By using considerably more oil than we produce, the U.S. has to import oil in order to meet our daily needs. At one time the majority of our oil imports came from the various OPEC (Organization of the Petroleum Exporting Countries) but, we only import 5,517,000 barrels of crude per day from OPEC. Algeria, Angola, Ecuador, Indonesia, Iran, Iraq, Kuwait, Libya, Nigeria, Qatar, Saudi Arabia, United Arab Emirates (UAE), and Venezuela are all members of OPEC.
The top three suppliers to the U.S. from the OPEC group are:
- Saudi Arabia - 1,463,000 bpd (barrels per day)
- Venezuela - 1,419,000 bpd
- Nigeria - 1,114,000 bpd
The top U.S. crude oil supplier is Canada at 2,353,000 bpd and Mexico comes in second with 1,705,000 bpd. Non-Opec suppliers result in U.S. imports of 8,190,000 barrels of crude oil per day.
The largest commodity market in the world is crude oil and the leading exchanges for crude oil futures are the NYMEX (New York Mercantile Exchange) and the IPE (International Petroleum Exchange in London). Unless you've been on another planet, you know that oil futures hit a record high of $105.10 on March 6, 2008. There are a couple reasons why oil futures continue to rise and hit a new high.

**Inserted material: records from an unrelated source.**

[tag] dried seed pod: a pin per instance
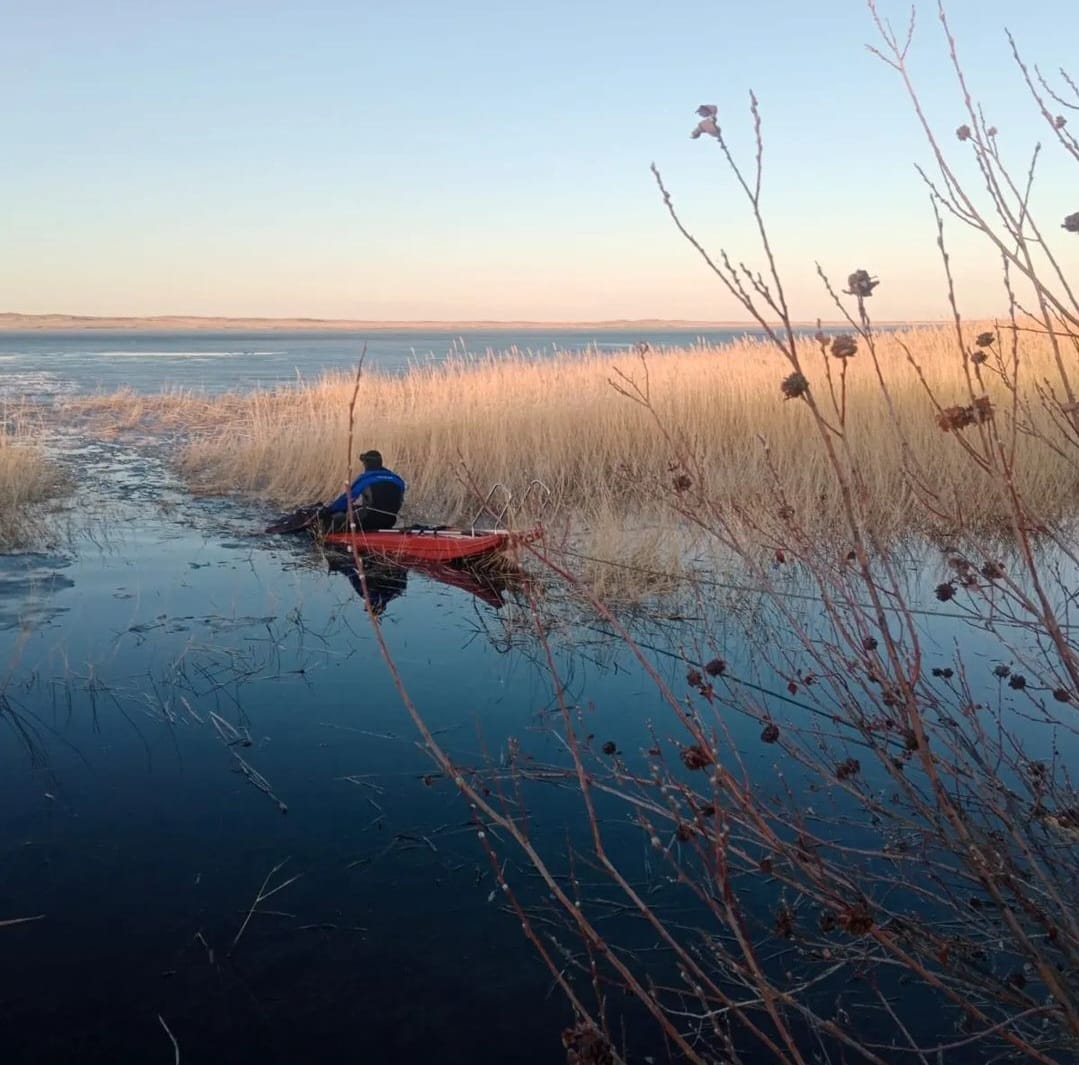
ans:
(794, 385)
(861, 285)
(857, 919)
(696, 758)
(844, 346)
(706, 126)
(715, 668)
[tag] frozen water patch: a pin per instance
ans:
(27, 585)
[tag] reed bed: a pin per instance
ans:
(458, 427)
(466, 424)
(27, 476)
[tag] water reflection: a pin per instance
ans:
(386, 579)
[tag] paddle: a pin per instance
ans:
(298, 520)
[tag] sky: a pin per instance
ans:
(474, 161)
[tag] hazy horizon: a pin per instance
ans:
(369, 163)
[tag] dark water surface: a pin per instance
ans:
(40, 365)
(172, 678)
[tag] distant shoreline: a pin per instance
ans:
(169, 323)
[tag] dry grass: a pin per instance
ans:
(605, 460)
(27, 476)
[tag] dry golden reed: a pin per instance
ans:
(27, 476)
(608, 460)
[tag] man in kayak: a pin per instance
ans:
(377, 495)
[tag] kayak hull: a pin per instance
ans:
(431, 545)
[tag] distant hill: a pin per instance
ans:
(177, 323)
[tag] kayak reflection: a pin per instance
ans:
(386, 579)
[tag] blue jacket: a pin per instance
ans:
(366, 479)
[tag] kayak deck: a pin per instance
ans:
(432, 545)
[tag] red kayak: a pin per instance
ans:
(432, 545)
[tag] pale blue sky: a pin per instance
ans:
(473, 161)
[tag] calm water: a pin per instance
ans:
(173, 677)
(49, 365)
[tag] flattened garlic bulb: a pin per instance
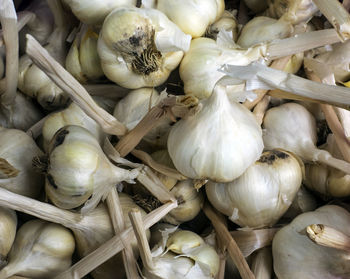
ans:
(17, 150)
(263, 29)
(8, 226)
(82, 60)
(133, 107)
(193, 17)
(292, 127)
(41, 250)
(140, 47)
(262, 194)
(296, 256)
(222, 140)
(189, 201)
(199, 67)
(94, 12)
(77, 168)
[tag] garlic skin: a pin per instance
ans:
(94, 12)
(72, 115)
(41, 250)
(77, 168)
(190, 202)
(193, 17)
(17, 150)
(133, 107)
(200, 65)
(140, 47)
(262, 194)
(82, 60)
(296, 256)
(262, 29)
(222, 140)
(8, 226)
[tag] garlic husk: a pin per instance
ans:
(262, 29)
(296, 256)
(72, 115)
(256, 6)
(190, 202)
(133, 107)
(193, 17)
(222, 140)
(22, 114)
(227, 22)
(143, 50)
(92, 12)
(41, 250)
(262, 194)
(16, 171)
(199, 67)
(82, 60)
(77, 168)
(292, 127)
(8, 226)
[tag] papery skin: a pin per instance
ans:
(296, 256)
(218, 143)
(262, 194)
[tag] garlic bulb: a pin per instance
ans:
(77, 168)
(82, 60)
(144, 48)
(40, 250)
(199, 67)
(262, 194)
(296, 256)
(222, 140)
(72, 115)
(189, 200)
(198, 260)
(8, 226)
(193, 17)
(133, 107)
(292, 127)
(94, 12)
(262, 29)
(17, 150)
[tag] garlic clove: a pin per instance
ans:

First is the increased world demand for oil - to that end, the United States, who uses 25% of the world oil supply, requested OPEC to increase production quotas at their Meeting of the Conference of the Petroleum Exporting Countries (OPEC) on March 5, 2008 in Vienna. The conference decided to maintain current production levels and not increase OPEC production as had been requested. Current commercial oil stocks are above their five year average, so they did not see the need for the increase, especially with the economic slowdown in the U.S.
Second is the fall of the U.S. Dollar compared to other currencies. Investors are able to purchase more oil futures with their currency than we are with the U.S. dollar. We'll use the Euro as an example - As of this morning, the Euro has one and a half times the buying power of the USD. 1 USD = 0.648638 EUR - 1 EUR = 1.54169 USD (Live rates at 2008.03.08 17:34:30 UTC)
Since crude oil represents 68% of the price of a gallon of gasoline, the key to understanding fluctuating gasoline prices, is to understand the impact various global/national events have on the price. For an example, we'll use changes in the past 7 years - the period of time that President Bush has been in office.
The first year President Bush was in office was 2001 and at the end of the year the average spot price for an imported barrel of crude oil was $15.86 (December 2001). By December of 2007 the average spot price for an imported barrel had grown to $73.33 (December 2007).There are many factors that influence the price of crude oil and we'll use 2002 as an example because in 2002 the price of crude oil almost doubled, going from $18 per barrel in January to $34 per barrel in December.
In April of 2002 Saddam Hussein suspended Iraqi oil exports for a period of one month. The U.S. was importing 795,000,000 barrels per day from Iraq and the suspension, along with the Venezuela labor strikes in late 2002, created a shortage of crude oil that virtually shut down crude oil production and exports to the U.S.
At the same time, the administration changed the policy on Department of Energy scheduled deliveries to the SPR, Strategic Petroleum Reserves. Prior to 2002 oil companies were allowed to defer deliveries to the SPR when short term oil prices were high compared to long term prices.